I felt that I needed special powers, since the ordinary ones seemed of little use in life unless conjoined by some chance with special opportunities. So once, in the

midday, when I had the shop to myself, I went into the back room (which had been newly acquired and contained a chair) and sat down to practise the breathing exercises prescribed. I did it for about forty minutes.

 

At that point I heard somebody come into the shop. I rose from the chair and walked to the front room without feeling the floor I walked on or any sense of my own weight.

 

My employer entered and asked for a pair of scissors, which I found and handed to him without any feeling of the article or sense of its weight. I must have looked

peculiar in some way, for I remember he stared at me very hard and with a surprised expression. The incident passed off.

 

Gradually my sense of touch and weight returned. I did not perform the experiment again, as I considered it to be dangerous.

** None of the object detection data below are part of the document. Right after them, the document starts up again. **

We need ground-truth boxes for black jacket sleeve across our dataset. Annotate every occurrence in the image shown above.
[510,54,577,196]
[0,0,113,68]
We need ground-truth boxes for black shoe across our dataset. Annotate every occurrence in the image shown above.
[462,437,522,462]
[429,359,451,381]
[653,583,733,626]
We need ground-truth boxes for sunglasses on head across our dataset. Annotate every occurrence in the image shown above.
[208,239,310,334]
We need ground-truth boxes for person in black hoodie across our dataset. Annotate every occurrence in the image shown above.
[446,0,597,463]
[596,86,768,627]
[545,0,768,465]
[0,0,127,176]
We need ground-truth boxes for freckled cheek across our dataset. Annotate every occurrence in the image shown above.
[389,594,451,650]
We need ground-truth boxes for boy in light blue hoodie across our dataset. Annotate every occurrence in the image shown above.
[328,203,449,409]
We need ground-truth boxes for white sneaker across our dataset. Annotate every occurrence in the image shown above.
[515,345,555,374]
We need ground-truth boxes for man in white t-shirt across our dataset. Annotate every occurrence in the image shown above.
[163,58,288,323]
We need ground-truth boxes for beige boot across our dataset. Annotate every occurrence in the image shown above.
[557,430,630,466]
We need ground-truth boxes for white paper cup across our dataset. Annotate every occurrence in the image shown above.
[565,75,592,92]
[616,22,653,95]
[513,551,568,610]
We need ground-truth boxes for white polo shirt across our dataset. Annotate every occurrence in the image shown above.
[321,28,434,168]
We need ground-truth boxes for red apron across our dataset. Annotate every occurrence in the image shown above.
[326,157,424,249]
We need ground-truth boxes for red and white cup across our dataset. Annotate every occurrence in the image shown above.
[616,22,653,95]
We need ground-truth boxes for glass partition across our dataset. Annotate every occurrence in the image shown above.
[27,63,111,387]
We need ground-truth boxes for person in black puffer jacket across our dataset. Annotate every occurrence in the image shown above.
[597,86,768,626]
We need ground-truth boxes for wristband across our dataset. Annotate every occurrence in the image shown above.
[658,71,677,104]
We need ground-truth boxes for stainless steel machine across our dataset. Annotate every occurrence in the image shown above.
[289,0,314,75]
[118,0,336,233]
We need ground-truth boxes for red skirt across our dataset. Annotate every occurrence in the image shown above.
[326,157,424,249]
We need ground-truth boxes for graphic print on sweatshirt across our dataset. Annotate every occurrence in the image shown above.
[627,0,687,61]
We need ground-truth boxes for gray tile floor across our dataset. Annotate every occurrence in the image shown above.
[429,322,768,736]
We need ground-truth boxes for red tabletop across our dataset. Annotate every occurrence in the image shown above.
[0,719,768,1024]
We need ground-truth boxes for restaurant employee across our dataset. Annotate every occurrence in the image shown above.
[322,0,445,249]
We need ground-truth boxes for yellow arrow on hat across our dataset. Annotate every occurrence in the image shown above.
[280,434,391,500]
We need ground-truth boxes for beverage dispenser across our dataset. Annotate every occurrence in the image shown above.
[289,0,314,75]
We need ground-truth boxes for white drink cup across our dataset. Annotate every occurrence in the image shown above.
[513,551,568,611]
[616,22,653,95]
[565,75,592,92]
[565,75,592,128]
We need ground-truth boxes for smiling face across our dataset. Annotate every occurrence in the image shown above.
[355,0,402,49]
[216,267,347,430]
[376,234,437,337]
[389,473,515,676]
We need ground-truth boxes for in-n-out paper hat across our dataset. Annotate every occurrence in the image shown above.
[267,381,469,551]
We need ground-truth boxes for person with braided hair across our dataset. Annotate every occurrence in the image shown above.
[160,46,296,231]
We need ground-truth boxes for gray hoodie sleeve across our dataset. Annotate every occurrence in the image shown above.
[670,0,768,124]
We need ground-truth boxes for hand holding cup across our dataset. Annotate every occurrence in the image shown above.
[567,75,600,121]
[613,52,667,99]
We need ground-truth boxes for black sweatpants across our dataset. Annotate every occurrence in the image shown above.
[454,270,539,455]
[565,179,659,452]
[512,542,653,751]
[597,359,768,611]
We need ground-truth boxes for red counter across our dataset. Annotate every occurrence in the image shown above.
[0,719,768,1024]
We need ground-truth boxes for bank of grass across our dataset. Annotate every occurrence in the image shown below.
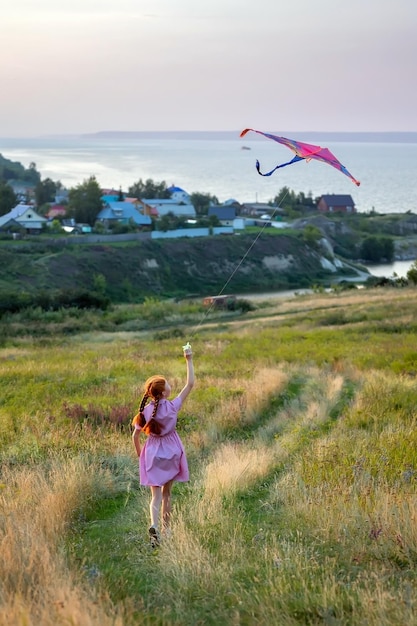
[0,290,417,626]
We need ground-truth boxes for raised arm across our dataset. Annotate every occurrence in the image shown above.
[179,344,195,402]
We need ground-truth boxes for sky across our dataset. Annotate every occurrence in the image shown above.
[0,0,417,137]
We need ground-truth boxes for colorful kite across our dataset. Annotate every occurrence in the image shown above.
[240,128,360,187]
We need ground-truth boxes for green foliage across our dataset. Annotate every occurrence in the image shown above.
[360,235,394,263]
[0,154,40,185]
[407,261,417,285]
[156,211,188,232]
[0,289,110,317]
[35,178,58,207]
[67,176,103,226]
[0,182,17,215]
[270,187,316,217]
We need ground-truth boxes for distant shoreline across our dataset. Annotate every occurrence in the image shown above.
[0,130,417,144]
[79,130,417,143]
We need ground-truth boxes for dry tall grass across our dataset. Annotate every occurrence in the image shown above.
[0,458,122,626]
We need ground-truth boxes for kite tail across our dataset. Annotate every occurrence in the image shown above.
[256,156,304,176]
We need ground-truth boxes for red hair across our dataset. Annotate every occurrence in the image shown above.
[132,374,166,435]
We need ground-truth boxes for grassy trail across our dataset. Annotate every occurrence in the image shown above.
[0,290,417,626]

Still it remained in my mind as an interesting possibility, to be pursued further if an opportunity for greater knowledge in connection with it should turn up.

 

Another occult possibility came within my ken about this time. When we were out cycling one Sunday morning my father told me about a lecture of Mrs. Besant’s which he had just attended. She had spoken of visits to the worlds of the dead, describing the modes of life of the departed as continuing the mental and emotional interests with which they had left the earth, and she had concluded by saying that almost anybody who would take the trouble could develop the use of astral and mental bodies so as to move in those worlds and observe for themselves.

 

I vowed to myself that I would hear Mrs. Besant on her next visit, and would do this thing myself if it were really true. These were dangerous subjects, I knew – populus vult decipi – but I would be scientific about them.